Considerable focus within the cybersecurity industry has been placed on the attack surface of organisations, giving rise to external attack surface management (EASM) technologies as a means to monitor said surface. It would appear a reasonable approach on the premise that a reduction in exposed risk related to the external attack surface reduces the likelihood of compromise and potential disruption from the myriad of ransomware groups targeting specific geographies and sectors.

But things are never quite that simple. The challenge, of course, is that the exposed external risks extend beyond the endpoints being scanned. With access brokers performing the hard yards for ransomware affiliates gathering information, identifying initial entry vectors is more than a simple grab of banners.

Rapid7 Labs’s recent analysis looked at the external access surface of multiple sectors within the APAC region over the last half of 2023, with considerable data available well beyond open RDP and unpatched systems. What is revealing is the scale of data that appears to be aiding the access brokers, such as the exposure of test systems or unmaintained hosts to the internet or the availability of leaked credentials. Each of these gives the multitude of ransomware actors the opportunity to conduct successful attacks while leveraging the hard work of access brokers.

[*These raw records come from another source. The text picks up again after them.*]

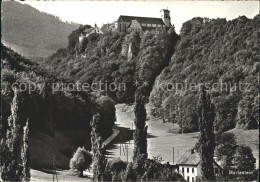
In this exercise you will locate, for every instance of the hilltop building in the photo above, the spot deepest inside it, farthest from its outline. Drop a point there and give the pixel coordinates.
(139, 24)
(190, 166)
(89, 31)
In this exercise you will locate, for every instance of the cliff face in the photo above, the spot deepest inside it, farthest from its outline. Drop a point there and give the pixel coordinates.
(106, 59)
(223, 54)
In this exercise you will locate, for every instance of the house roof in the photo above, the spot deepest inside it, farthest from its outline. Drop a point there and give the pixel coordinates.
(189, 159)
(141, 19)
(192, 159)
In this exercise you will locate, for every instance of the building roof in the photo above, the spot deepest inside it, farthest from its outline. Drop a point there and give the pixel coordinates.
(189, 159)
(141, 19)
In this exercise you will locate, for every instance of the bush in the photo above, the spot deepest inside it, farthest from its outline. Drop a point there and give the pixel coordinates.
(81, 160)
(117, 165)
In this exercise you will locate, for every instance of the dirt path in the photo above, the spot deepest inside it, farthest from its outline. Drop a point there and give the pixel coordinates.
(160, 141)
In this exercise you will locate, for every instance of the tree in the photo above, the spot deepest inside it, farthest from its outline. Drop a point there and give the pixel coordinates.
(245, 159)
(206, 116)
(26, 153)
(12, 150)
(140, 133)
(81, 160)
(226, 149)
(99, 159)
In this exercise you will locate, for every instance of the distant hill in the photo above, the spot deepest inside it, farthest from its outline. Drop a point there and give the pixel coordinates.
(221, 54)
(33, 33)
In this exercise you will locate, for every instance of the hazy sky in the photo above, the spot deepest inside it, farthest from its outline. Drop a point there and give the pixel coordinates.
(91, 12)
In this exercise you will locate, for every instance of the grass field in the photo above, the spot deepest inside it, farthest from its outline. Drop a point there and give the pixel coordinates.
(161, 139)
(249, 138)
(65, 175)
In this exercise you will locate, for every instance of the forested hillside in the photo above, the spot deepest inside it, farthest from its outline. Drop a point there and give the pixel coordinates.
(212, 51)
(104, 58)
(31, 32)
(53, 116)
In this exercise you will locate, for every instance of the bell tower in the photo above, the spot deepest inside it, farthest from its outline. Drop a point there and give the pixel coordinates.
(165, 14)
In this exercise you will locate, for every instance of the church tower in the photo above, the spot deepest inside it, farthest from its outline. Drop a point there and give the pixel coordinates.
(165, 14)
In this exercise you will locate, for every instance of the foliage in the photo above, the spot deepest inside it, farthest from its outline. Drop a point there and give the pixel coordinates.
(48, 110)
(107, 111)
(248, 116)
(73, 37)
(211, 51)
(226, 148)
(99, 159)
(140, 133)
(14, 153)
(36, 31)
(245, 159)
(103, 58)
(26, 153)
(81, 160)
(207, 137)
(117, 165)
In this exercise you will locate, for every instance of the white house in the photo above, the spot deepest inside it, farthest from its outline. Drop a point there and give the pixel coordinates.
(190, 168)
(89, 31)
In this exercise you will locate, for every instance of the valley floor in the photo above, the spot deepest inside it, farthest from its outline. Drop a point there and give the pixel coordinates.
(161, 140)
(65, 175)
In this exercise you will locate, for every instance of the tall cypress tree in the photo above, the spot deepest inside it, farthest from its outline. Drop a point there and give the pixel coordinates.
(25, 153)
(140, 133)
(11, 149)
(99, 159)
(206, 116)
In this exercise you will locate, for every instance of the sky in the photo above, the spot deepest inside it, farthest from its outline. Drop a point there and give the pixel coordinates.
(99, 12)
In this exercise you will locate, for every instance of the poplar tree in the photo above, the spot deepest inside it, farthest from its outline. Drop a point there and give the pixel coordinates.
(99, 158)
(25, 153)
(11, 150)
(206, 116)
(140, 133)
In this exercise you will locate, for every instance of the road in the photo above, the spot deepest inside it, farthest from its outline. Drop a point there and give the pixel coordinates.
(160, 141)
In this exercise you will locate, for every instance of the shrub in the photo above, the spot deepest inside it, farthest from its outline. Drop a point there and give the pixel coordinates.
(81, 160)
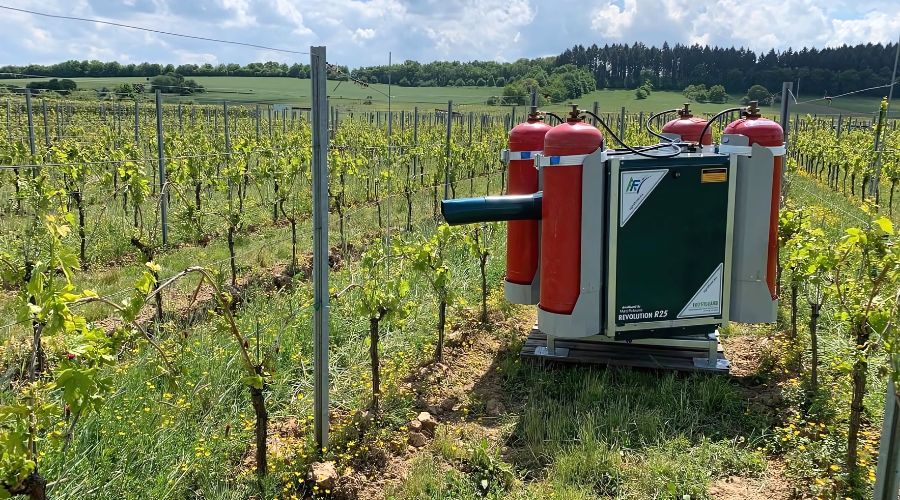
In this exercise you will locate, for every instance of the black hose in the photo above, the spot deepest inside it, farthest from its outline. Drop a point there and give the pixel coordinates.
(714, 118)
(655, 133)
(554, 115)
(631, 149)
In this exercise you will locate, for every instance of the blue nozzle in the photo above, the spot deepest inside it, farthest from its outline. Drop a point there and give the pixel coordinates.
(492, 208)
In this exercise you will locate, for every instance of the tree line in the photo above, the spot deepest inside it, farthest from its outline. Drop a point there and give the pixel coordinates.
(826, 71)
(76, 69)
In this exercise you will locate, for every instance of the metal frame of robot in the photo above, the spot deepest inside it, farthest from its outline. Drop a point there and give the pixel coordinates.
(748, 165)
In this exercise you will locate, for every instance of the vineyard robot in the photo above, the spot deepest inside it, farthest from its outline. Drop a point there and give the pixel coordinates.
(637, 256)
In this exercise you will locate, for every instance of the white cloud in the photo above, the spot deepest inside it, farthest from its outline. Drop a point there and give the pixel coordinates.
(874, 26)
(362, 34)
(611, 21)
(291, 13)
(242, 16)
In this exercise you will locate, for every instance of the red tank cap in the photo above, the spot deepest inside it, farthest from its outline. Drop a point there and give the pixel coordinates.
(759, 130)
(688, 127)
(528, 136)
(574, 137)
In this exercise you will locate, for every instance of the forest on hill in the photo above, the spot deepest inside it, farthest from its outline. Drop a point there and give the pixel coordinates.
(825, 71)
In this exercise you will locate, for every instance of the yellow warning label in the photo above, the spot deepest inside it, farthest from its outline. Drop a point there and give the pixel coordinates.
(714, 175)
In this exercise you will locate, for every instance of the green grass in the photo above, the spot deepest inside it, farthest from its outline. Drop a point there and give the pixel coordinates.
(350, 96)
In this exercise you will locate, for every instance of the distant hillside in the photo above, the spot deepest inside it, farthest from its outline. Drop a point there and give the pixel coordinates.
(828, 71)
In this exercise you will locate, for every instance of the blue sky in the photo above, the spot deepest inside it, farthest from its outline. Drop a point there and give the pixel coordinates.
(361, 32)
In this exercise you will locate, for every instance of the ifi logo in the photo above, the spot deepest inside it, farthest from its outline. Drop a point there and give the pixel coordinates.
(634, 184)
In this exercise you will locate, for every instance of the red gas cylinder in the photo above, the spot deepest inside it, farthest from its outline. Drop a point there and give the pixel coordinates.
(561, 213)
(688, 127)
(525, 140)
(766, 133)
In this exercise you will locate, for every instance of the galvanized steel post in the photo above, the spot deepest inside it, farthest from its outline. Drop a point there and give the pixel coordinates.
(319, 114)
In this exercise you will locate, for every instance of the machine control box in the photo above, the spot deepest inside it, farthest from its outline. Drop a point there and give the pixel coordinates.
(669, 229)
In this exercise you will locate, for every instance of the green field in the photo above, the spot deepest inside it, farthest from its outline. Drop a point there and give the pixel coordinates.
(350, 96)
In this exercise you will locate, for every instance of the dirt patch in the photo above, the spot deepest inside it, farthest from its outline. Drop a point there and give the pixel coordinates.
(770, 486)
(464, 391)
(746, 353)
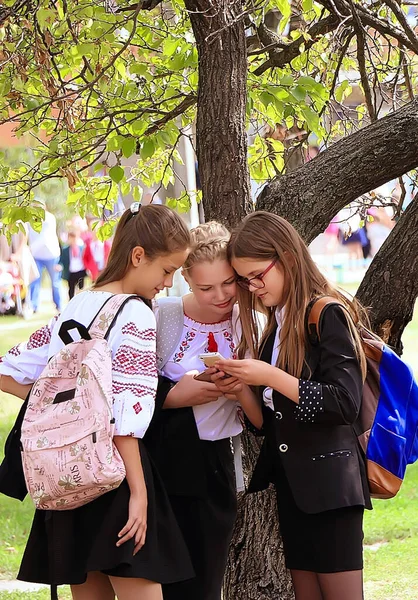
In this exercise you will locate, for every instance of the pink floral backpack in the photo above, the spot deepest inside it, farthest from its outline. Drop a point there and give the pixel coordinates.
(68, 454)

What is interesting as we consider these regionally-targeted campaigns is that the breadth of threat groups is rather wide, but the group which is most prevalent does vary based on the targeted geography or sector. (Please note that this data predates the possible exit scam reported and therefore, does not take it into account.)

The following graphic shows the sectors targeted and the various threat groups targeting them within Australia:

If we compare the most prevalent groups in Japan, however, the landscape does change somewhat:

All of which does focus the mind on this concept of actionable intelligence. Typically, organisations have taken a one-size-fits-all approach to risk prioritisation; however, a more nuanced approach could be to consider the threat groups targeting the given sector of an organisation as a higher priority.

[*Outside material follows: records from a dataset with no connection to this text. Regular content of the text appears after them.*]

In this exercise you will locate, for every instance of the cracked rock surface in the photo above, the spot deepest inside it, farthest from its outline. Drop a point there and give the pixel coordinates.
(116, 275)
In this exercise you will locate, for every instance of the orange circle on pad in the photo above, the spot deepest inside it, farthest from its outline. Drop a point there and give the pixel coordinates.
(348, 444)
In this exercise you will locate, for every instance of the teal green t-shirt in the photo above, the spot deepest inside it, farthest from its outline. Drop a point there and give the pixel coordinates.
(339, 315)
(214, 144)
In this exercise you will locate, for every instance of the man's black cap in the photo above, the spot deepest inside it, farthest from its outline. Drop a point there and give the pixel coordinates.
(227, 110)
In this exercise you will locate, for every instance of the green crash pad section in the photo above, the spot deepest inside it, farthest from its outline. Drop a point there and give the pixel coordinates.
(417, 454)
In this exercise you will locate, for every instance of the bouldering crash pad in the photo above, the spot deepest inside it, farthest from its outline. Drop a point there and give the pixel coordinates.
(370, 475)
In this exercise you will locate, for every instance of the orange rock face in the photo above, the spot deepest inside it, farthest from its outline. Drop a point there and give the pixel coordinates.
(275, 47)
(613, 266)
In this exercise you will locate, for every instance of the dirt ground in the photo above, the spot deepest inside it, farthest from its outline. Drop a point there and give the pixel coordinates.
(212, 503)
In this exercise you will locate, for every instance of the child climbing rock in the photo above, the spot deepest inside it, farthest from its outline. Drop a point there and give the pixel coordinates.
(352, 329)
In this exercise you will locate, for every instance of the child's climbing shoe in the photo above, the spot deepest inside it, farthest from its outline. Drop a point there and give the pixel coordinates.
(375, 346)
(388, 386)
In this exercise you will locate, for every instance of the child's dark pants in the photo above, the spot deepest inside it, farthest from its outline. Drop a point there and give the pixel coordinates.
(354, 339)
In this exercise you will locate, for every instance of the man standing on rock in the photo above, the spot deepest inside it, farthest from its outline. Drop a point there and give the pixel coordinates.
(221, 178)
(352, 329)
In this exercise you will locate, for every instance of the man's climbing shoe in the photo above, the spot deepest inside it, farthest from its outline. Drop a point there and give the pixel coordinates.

Such an approach is quickly becoming a critical aspect of vulnerability management — although with the continual burning of zero days, vulnerability management is critical — as well as prioritisation across all areas of security operations. 

For example, combining EASM and actionable intelligence to quickly identify assets with vulnerabilities being exploited in the wild should take the highest priority. This is particularly the case when an attributed ransomware campaign is targeting the sector/geo of the organisation.

The need to move into this new world of intelligence led security operations is very clear, and it’s felt on an almost daily basis. Within a year we have witnessed such a fundamental increase in the level of capabilities from threat groups whose previous modus operandi was entrenched in the identification of leaked credentials, yet will now happily burn zero days with impunity.

Our approach within Rapid7 Labs is to provide context wherever possible. We strongly urge organisations to leverage resources such as AttackerKB to better understand the context of these CVEs or the likes of Metasploit and validate whether the reports from their external scan warrant an out-of-cycle security update. These, of course, are just the tip of the iceberg, but our approach remains constant: context is critical, as is agility. We are faced with more noise than ever before, and any measures that can be used to filter this out should be a critical part of security operations.